Oil prices fell for a second straight session as weak economic prospects for China, the world's largest importer of crude, continued to roil the market.
Brent crude was trading near $74 a barrel, after losing more than 2% on Friday, while West Texas Intermediate crude approached $70.
Data over the weekend showed weak inflation in China in October, while factory-delivery prices fell again. That came after Beijing unveiled a debt swap plan on Friday to support the economy but stopped short of unleashing new stimulus, disappointing investors.
Crude oil traders were assessing the outlook for global demand in 2025, as well as the implications of Donald Trump's election as president and tensions between Israel and Iran.

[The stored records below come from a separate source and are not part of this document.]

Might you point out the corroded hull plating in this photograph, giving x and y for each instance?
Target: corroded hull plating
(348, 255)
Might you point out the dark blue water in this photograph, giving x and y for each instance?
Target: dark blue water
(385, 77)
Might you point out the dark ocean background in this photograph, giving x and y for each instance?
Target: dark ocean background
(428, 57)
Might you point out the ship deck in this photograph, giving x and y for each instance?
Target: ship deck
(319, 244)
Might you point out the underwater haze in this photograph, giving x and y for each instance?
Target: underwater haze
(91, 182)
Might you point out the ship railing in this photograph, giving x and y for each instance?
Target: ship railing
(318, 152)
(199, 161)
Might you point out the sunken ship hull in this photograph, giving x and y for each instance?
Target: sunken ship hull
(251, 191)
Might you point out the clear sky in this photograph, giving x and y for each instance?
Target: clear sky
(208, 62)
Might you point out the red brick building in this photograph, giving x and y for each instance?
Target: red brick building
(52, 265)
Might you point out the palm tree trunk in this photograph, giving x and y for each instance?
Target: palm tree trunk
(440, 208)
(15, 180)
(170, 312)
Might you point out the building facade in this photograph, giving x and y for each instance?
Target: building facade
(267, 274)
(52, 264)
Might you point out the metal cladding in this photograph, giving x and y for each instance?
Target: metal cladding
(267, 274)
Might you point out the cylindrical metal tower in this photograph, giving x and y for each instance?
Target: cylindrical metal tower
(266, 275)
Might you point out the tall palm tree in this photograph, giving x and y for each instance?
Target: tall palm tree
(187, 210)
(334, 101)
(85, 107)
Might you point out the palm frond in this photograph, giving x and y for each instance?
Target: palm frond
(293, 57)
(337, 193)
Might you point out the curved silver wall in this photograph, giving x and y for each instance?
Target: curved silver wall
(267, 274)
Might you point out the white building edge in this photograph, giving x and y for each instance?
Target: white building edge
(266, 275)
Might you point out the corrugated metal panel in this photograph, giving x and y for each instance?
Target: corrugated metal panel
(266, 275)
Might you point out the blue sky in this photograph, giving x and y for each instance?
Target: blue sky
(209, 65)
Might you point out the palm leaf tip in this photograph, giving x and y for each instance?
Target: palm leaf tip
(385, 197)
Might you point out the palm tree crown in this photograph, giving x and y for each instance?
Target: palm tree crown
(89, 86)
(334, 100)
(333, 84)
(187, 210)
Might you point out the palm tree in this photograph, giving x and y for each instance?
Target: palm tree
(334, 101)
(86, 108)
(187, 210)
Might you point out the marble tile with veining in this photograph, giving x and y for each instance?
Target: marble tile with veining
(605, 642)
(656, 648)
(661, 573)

With a surplus widely expected next year, investors will get a host of influential forecasts this week, starting with OPEC's outlook on Tuesday.
fair value
“The oil market has reached a fair value and is incredibly comfortable at $70,” said Chris Weston, head of research at Pepperstone Group. “We have the risk of the US election, which could impact the growth outlook, but we don’t expect that battle to impact this week.”

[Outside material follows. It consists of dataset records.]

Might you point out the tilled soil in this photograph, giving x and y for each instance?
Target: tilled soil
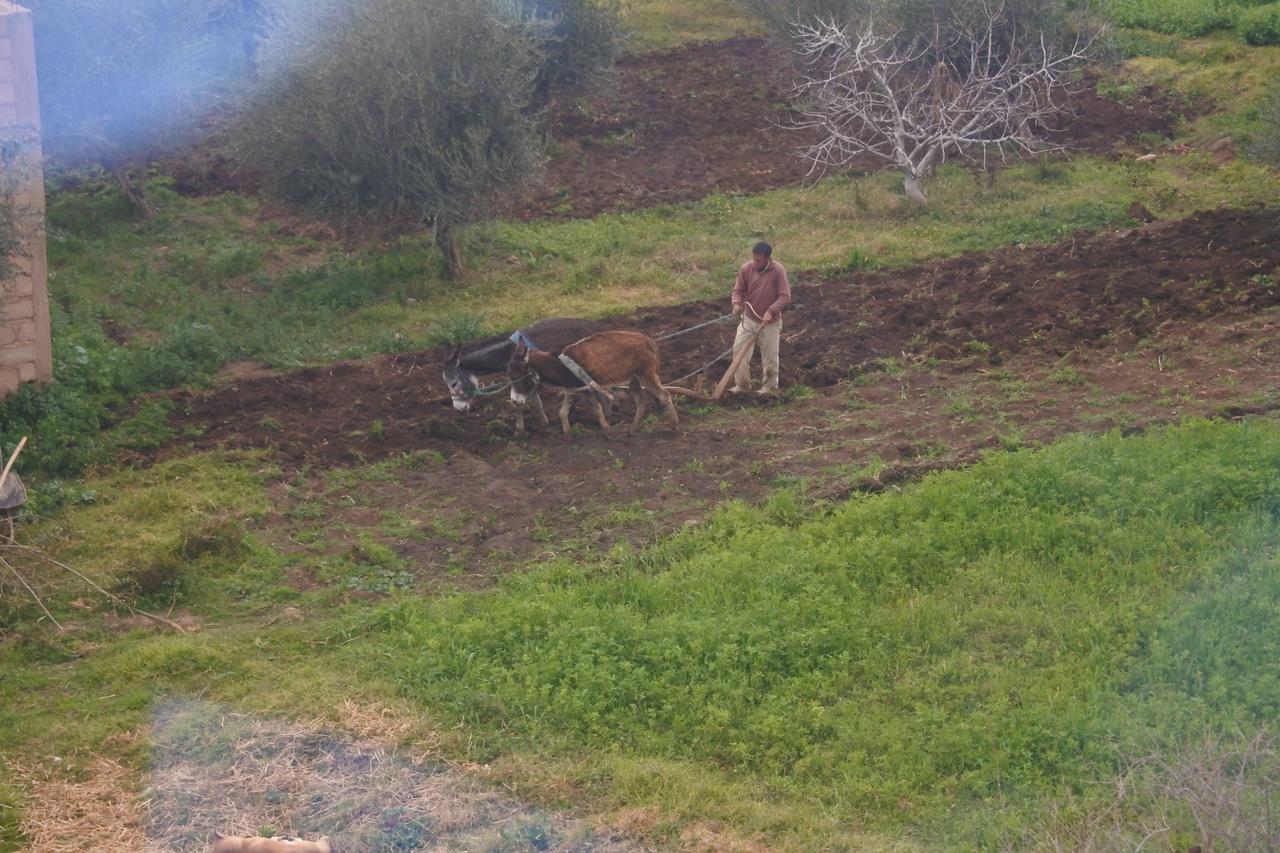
(886, 377)
(680, 124)
(1096, 290)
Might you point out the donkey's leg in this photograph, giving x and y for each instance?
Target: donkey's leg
(566, 404)
(599, 413)
(641, 398)
(542, 413)
(652, 383)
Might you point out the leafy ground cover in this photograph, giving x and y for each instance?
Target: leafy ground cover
(933, 666)
(949, 664)
(1253, 19)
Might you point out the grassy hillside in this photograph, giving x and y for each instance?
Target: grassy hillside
(935, 664)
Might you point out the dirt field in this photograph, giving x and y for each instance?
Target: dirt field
(885, 375)
(680, 124)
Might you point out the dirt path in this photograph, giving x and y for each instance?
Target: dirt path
(886, 375)
(681, 124)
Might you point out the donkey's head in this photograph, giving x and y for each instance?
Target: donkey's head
(524, 378)
(462, 383)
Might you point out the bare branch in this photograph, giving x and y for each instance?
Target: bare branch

Price differentials show that physical market strength is waning. While Brent’s spot spread, the gap between its two nearest contracts, remains in a backwardation structure, the spread is narrowing, to 28 cents a barrel from 44 cents a month ago.
Following OPEC’s forecasts, the US Energy Information Administration will release its short-term outlook on Wednesday, followed by the International Energy Agency the following day. In its latest report, OPEC lowered its demand forecast.